In deze zaak heeft de Centrale Raad van Beroep op 15 april 2015 uitspraak gedaan in hoger beroep over de herziening van de ingangsdatum van een WW-uitkering. Appellant, die in 2003 een WW-uitkering ontving, verzocht in 2012 om de ingangsdatum van zijn uitkering te wijzigen naar 1 januari 2003. Dit verzoek werd afgewezen door het Uitvoeringsinstituut werknemersverzekeringen (Uwv) omdat appellant geen nieuwe feiten of veranderde omstandigheden had aangevoerd die een herziening rechtvaardigden. De rechtbank Den Haag had eerder het beroep van appellant tegen deze afwijzing ongegrond verklaard.

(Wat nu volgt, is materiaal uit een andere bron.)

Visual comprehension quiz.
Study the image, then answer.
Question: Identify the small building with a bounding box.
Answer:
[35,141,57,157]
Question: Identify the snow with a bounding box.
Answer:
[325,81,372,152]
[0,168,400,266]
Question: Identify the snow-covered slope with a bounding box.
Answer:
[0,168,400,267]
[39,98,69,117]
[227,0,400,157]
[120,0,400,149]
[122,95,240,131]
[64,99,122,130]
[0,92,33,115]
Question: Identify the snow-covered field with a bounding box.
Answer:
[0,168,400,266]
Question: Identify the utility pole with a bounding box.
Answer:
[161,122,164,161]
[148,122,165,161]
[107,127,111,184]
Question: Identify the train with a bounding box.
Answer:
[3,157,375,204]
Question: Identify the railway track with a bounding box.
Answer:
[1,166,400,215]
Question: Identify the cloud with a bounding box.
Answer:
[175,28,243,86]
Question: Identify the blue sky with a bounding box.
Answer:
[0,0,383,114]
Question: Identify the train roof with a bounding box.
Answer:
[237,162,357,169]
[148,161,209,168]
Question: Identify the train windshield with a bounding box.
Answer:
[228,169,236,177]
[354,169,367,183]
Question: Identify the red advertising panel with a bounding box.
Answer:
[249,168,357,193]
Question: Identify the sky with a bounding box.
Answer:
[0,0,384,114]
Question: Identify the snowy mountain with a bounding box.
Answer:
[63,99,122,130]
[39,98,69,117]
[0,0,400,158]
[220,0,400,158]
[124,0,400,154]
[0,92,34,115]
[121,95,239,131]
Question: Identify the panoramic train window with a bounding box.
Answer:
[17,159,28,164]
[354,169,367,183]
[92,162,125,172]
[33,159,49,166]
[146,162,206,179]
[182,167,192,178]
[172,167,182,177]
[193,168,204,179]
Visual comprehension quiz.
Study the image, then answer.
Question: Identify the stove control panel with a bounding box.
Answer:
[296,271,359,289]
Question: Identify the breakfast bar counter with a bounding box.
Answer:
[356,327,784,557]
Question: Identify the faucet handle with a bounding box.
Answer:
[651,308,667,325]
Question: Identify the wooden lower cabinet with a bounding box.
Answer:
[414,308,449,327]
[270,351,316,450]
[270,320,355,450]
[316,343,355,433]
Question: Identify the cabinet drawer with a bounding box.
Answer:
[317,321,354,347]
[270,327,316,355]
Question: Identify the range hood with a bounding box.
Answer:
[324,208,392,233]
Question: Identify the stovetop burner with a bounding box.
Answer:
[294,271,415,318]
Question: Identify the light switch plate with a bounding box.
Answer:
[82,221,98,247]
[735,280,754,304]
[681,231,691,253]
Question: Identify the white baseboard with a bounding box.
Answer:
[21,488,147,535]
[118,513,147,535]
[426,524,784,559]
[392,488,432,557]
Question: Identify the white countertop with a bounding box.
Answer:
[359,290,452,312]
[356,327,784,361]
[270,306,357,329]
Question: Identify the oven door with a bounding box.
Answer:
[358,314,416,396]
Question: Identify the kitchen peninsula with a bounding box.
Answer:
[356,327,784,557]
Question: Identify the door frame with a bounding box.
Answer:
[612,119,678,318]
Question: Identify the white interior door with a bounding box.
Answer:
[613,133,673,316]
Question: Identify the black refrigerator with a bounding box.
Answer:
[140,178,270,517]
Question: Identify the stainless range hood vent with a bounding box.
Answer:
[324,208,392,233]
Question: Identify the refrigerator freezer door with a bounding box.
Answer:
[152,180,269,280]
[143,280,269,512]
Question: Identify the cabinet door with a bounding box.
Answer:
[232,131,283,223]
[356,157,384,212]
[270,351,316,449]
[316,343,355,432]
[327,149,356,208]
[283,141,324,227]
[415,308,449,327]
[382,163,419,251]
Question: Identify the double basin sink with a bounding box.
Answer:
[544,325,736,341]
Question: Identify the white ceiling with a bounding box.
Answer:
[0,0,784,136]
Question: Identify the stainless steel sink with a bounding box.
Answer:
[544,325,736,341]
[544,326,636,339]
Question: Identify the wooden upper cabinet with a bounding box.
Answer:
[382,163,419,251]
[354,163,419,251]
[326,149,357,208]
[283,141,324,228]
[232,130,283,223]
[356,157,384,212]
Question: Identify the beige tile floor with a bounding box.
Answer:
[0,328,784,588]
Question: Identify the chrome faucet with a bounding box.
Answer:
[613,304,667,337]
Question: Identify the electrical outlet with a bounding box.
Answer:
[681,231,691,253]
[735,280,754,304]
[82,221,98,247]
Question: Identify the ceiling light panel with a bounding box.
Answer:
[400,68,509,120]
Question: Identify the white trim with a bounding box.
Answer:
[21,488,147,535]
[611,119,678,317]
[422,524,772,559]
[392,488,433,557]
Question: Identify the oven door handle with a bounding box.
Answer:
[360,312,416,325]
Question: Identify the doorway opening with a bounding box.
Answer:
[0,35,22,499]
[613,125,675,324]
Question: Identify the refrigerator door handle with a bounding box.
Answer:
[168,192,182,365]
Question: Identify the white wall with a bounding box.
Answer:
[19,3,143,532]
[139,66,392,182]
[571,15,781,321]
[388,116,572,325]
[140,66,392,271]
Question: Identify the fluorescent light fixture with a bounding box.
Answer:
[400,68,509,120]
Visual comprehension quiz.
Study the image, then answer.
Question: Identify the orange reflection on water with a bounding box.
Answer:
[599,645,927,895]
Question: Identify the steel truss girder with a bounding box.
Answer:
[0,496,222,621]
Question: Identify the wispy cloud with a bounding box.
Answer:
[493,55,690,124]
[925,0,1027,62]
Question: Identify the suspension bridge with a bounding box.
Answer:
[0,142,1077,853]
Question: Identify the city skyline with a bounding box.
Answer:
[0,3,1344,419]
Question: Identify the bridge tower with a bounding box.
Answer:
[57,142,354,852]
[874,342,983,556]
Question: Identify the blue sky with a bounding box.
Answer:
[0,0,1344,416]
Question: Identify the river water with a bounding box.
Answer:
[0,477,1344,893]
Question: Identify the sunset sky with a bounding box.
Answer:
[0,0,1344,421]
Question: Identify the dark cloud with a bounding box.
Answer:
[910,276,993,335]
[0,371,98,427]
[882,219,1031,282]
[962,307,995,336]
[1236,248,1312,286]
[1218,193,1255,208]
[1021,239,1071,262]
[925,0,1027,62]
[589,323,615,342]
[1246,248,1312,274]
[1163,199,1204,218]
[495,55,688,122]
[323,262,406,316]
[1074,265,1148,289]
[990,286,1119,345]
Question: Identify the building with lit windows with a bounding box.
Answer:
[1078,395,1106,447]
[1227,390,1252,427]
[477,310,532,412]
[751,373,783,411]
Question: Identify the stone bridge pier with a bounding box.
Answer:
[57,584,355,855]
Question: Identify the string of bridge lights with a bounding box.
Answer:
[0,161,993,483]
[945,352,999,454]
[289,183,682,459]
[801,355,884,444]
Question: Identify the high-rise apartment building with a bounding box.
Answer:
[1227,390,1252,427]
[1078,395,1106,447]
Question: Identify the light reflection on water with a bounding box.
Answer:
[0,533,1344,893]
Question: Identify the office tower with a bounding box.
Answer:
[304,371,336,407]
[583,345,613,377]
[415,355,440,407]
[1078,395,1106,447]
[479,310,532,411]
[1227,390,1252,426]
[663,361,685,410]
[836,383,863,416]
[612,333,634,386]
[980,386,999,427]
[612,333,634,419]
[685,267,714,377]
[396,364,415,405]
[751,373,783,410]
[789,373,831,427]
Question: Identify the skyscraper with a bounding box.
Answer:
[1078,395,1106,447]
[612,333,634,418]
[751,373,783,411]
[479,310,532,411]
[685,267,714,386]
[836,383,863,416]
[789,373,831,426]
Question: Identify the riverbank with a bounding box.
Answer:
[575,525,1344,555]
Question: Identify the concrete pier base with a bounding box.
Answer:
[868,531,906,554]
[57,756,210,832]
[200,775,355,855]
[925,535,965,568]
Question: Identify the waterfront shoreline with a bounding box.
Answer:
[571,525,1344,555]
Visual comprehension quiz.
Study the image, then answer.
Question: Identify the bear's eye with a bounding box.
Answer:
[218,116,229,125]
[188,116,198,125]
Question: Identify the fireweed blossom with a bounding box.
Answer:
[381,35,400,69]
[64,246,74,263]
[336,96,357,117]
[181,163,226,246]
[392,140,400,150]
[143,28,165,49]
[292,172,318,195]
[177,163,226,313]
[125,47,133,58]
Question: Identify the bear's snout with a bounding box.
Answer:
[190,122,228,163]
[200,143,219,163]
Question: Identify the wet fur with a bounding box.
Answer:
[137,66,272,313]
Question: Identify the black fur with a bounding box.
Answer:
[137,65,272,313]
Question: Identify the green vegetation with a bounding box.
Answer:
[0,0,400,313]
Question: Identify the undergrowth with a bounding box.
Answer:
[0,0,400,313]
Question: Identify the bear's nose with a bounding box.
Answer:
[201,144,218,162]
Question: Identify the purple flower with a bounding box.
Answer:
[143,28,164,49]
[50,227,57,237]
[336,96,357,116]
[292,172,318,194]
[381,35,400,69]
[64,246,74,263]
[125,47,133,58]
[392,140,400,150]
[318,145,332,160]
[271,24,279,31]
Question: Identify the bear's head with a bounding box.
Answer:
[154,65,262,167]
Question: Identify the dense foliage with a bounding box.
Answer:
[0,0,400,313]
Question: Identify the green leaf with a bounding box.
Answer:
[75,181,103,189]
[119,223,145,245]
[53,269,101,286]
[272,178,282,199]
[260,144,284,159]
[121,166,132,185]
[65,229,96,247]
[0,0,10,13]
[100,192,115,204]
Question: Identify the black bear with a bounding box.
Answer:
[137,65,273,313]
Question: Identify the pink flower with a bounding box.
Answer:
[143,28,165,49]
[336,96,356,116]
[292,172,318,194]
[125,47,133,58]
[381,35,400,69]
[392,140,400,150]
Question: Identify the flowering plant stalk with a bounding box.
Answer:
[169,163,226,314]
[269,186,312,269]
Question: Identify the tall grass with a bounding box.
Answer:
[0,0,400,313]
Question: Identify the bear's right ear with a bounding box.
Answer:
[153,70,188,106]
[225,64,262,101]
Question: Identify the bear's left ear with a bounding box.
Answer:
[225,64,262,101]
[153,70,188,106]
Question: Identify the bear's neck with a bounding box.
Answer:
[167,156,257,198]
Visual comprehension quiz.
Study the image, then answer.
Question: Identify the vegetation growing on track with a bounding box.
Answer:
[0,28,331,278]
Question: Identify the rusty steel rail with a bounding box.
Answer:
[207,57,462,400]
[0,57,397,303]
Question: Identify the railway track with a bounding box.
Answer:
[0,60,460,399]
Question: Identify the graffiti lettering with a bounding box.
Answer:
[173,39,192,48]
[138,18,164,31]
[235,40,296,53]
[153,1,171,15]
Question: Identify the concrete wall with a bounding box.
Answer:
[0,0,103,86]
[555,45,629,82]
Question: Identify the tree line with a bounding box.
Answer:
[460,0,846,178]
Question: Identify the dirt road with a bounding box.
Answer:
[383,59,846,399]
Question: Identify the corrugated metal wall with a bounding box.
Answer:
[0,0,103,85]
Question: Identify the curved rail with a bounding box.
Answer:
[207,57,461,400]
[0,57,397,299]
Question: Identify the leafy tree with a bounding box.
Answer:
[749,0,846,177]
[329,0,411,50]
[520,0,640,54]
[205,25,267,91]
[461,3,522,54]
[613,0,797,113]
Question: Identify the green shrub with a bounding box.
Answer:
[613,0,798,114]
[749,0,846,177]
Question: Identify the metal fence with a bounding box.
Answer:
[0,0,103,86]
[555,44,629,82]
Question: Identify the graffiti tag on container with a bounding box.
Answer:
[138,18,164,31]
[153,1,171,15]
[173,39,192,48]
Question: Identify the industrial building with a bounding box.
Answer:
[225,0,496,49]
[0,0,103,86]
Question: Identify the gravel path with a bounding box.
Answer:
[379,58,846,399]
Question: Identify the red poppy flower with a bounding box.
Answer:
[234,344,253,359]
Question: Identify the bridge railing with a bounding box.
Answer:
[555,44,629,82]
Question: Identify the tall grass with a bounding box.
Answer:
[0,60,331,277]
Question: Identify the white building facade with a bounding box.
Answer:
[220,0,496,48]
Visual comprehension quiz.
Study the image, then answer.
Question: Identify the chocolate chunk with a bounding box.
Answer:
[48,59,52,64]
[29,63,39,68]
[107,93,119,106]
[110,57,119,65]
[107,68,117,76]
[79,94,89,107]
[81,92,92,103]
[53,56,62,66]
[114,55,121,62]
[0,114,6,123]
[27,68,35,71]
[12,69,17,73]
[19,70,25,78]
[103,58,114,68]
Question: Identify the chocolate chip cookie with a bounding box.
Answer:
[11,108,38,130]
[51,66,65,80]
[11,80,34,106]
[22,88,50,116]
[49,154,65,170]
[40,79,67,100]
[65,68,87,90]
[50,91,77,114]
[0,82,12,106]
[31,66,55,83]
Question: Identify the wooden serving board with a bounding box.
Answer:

De Raad overwoog dat het verzoek van appellant om herziening van de aanspraak op de WW-uitkering betrekking had op een periode in het verleden en dat op dergelijke verzoeken artikel 4:6 van de Algemene wet bestuursrecht van toepassing is. Dit houdt in dat de aanvrager nieuw gebleken feiten of veranderde omstandigheden moet aanvoeren. De Raad concludeerde dat appellant geen nieuwe feiten had gepresenteerd die niet al bekend waren vóór het besluit van 26 mei 2003. Het standpunt van appellant dat de betalingen die hij ontving in de periode van 1 januari 2003 tot 1 april 2003 als schadeloosstelling moeten worden aangemerkt, werd niet ondersteund door nieuwe feiten.
De Centrale Raad van Beroep bevestigde de uitspraak van de rechtbank en oordeelde dat het Uwv het verzoek van appellant terecht had afgewezen. De beslissing werd openbaar uitgesproken en de uitspraak werd gedaan door rechter C.C.W. Lange, in tegenwoordigheid van griffier V. van Rij.